La palabra sátrapa deriva del
persa xšaθrapā, protector de la provincia. Su origen se
remonta al s. VI a. C., a la época en la que Ciro destronó al rey medo
Astiages, abuelo suyo, y fundó el Imperio Aqueménida el cual en muy poco tiempo
se convirtió en el impero más grande conocido hasta entonces, extendiéndose
desde la península de los Balcanes hasta el río Indo. Tan grande era el imperio
que para administrarlo, Ciro lo dividió en provincias autónomas y dio a sus
gobernadores autoridad para actuar en su nombre en lo concerniente a la
hacienda, a la justicia, a la política. El poder de estos delegados
plenipotenciarios fue tan excesivo y sus escrúpulos tan pocos que la
palabra sátrapa se corrompió y quedó permanentemente asociada
a los peyorativos dictador, tirano, déspota.

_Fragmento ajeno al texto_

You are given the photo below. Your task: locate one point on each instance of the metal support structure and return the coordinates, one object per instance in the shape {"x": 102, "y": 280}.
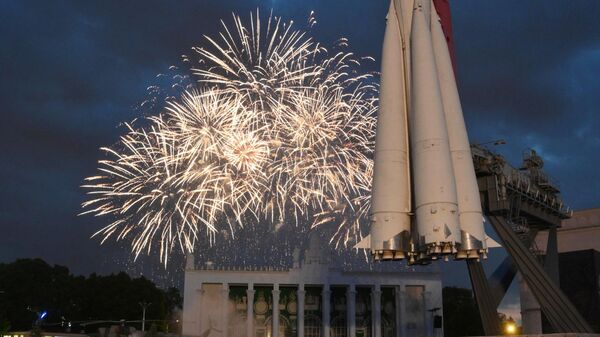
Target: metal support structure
{"x": 486, "y": 302}
{"x": 560, "y": 312}
{"x": 551, "y": 258}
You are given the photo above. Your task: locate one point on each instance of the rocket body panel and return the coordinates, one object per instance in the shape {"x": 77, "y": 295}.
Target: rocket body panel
{"x": 391, "y": 201}
{"x": 436, "y": 206}
{"x": 469, "y": 203}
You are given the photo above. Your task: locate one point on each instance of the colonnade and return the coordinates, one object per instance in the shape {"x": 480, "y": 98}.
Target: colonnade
{"x": 376, "y": 315}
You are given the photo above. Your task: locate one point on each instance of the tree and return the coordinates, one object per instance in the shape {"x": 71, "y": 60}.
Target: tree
{"x": 461, "y": 316}
{"x": 31, "y": 285}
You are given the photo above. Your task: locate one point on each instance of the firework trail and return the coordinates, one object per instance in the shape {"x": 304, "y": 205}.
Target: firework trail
{"x": 275, "y": 129}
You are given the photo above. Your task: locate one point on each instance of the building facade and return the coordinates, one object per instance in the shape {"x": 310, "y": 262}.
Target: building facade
{"x": 314, "y": 298}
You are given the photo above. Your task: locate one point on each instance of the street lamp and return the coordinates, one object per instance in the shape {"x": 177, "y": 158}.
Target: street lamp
{"x": 510, "y": 328}
{"x": 144, "y": 305}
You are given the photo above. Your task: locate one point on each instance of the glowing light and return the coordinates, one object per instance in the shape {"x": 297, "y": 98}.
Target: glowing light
{"x": 510, "y": 328}
{"x": 275, "y": 130}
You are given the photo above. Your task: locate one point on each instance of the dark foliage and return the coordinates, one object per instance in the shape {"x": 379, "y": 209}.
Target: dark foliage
{"x": 461, "y": 317}
{"x": 30, "y": 286}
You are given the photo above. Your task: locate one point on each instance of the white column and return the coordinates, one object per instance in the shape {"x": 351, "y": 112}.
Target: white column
{"x": 326, "y": 312}
{"x": 351, "y": 310}
{"x": 201, "y": 308}
{"x": 402, "y": 300}
{"x": 376, "y": 310}
{"x": 428, "y": 305}
{"x": 250, "y": 311}
{"x": 300, "y": 318}
{"x": 225, "y": 309}
{"x": 275, "y": 320}
{"x": 397, "y": 306}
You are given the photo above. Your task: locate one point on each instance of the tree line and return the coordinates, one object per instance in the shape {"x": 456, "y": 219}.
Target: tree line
{"x": 34, "y": 293}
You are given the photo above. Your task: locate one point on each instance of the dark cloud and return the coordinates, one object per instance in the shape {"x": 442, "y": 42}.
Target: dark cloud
{"x": 72, "y": 71}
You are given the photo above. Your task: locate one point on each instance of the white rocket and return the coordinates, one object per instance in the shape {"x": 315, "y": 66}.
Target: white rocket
{"x": 425, "y": 201}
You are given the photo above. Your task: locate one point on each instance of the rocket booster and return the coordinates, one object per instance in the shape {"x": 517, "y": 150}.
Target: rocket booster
{"x": 469, "y": 202}
{"x": 391, "y": 200}
{"x": 425, "y": 199}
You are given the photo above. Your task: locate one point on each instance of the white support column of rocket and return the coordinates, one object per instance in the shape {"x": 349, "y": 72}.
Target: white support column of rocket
{"x": 391, "y": 203}
{"x": 436, "y": 205}
{"x": 469, "y": 203}
{"x": 423, "y": 173}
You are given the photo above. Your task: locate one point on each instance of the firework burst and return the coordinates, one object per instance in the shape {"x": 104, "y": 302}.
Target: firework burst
{"x": 275, "y": 130}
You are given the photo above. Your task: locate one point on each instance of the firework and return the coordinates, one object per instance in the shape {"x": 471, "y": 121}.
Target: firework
{"x": 274, "y": 131}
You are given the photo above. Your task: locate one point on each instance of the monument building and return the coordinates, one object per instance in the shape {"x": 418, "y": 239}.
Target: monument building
{"x": 315, "y": 297}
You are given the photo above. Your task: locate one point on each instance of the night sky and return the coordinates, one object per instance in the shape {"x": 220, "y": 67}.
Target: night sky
{"x": 71, "y": 72}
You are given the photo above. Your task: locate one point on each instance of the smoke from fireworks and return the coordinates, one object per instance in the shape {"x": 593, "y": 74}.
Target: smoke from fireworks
{"x": 276, "y": 130}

Hace unos días, Andrés Manuel López Obrador presentó a
sus sátrapas, en el sentido original del término. La propuesta de desaparecer
las delegaciones federales y crear coordinaciones estatales, pendiente del
trámite para su aprobación en la Cámara de Diputados, peccata minuta,
implicaría una reestructuración administrativa y política profunda en la
relación entre el gobierno federal y los estados. En lo administrativo, asegura
López Obrador, su objetivo sería “reducir la burocracia del gobierno federal”.
No es una mala idea considerando que la burocracia federal obesa no solo cuesta
muchos pesos al contribuyente sino que, peor, conlleva a la opacidad, a la
corrupción y a la poca eficiencia en el manejo de los recursos. En lo político
su objetivo sería establecer una conexión directa entre López Obrador y el
pueblo, un único intermediario en cuya oficina se concentrarían todas las
decisiones tocantes al destino de los recursos federales, por aquello de que
“los gobiernos no están del lado del pueblo porque están desconectados
del pueblo”. El delegado, elegido digitalmente, acumularía, pues, un poder
político inconmensurable.
En la práctica la cohabitación entre los coordinadores
estatales y los gobernadores no pinta sencilla. En política, el timeing nunca
es casualidad. López Obrador presentó a sus sátrapas en la víspera de su
reunión con la CONAGO. El mensaje interlineado iría en dos sentidos: a la
CONAGO, en lo colectivo, le recordaría que su mera existencia es
inconstitucional porque atenta contra lo dispuesto por el Artículo 117, el cual
señala que los estados no pueden “celebrar alianzas, tratados o coaliciones
entre sí”; a los gobernadores, en lo particular, les avisaría que estarían
sometidos a la autoridad sus delegados, que es la suya, porque, en efecto, les
retiraría la facultad de disponer a su personalísima discreción de los
millonarios recursos federales que durante dos décadas les han ayudado a
erigirse como caciques locales. La complicidad necesaria entre los muy
generosos gobiernos federales y los muy merecedores de abundancia gobernadores
ha hecho posible a Borge, a Duarte, al otro Duarte, a Moreira, a Moreno Valle,
a Yarrington…
La propuesta de una nueva relación administrativa y política
entre el gobierno federal y los estados, por otro lado, abrirá o debería abrir
el debate sobre el futuro del pacto federal. Los coordinadores estatales
rayarían en la inconstitucionalidad porque, a pesar de que se les ha sido
descritos como figuras meramente administrativas y no políticas para librarse
de molestas impugnaciones, atentarían contra el espíritu del federalismo,
resumido en el Artículo 40 constitucional, el cual señala que los estados son
“libres y soberanos”. ¿Qué libertad y soberanía le quedaría a los gobernadores
si el presidente gobernara directamente sus estados vía sus delegados? Las
anomalías constitucionales resultantes de la imposición de los coordinadores
estatales solo podrían resolverse mediante una discusión abierta. La ambigüedad
conduciría, irremediablemente, al conflicto…
La lista de sátrapas de Andrés Manuel López Obrador,
nuestro moderno Ciro, no incluye perfiles administrativos sino solo políticos,
lo cual revela sus verdaderas intenciones. Todos los listados son lealísimos al
virtual presidente electo; muchos fueron o son aspirantes al gobierno de sus
estados, v. gr. Delfina Gómez, en el Estado de México;
de Carlos Lomelí, en Jalisco o de Rodrigo Abdala, en Puebla.
A Abdala le están apedreando el rancho. ¿Serán las penúltimas
piedras del conflicto postelectoral local o las primeras de la muy adelantada
lucha fratricida que se viene? Veremos.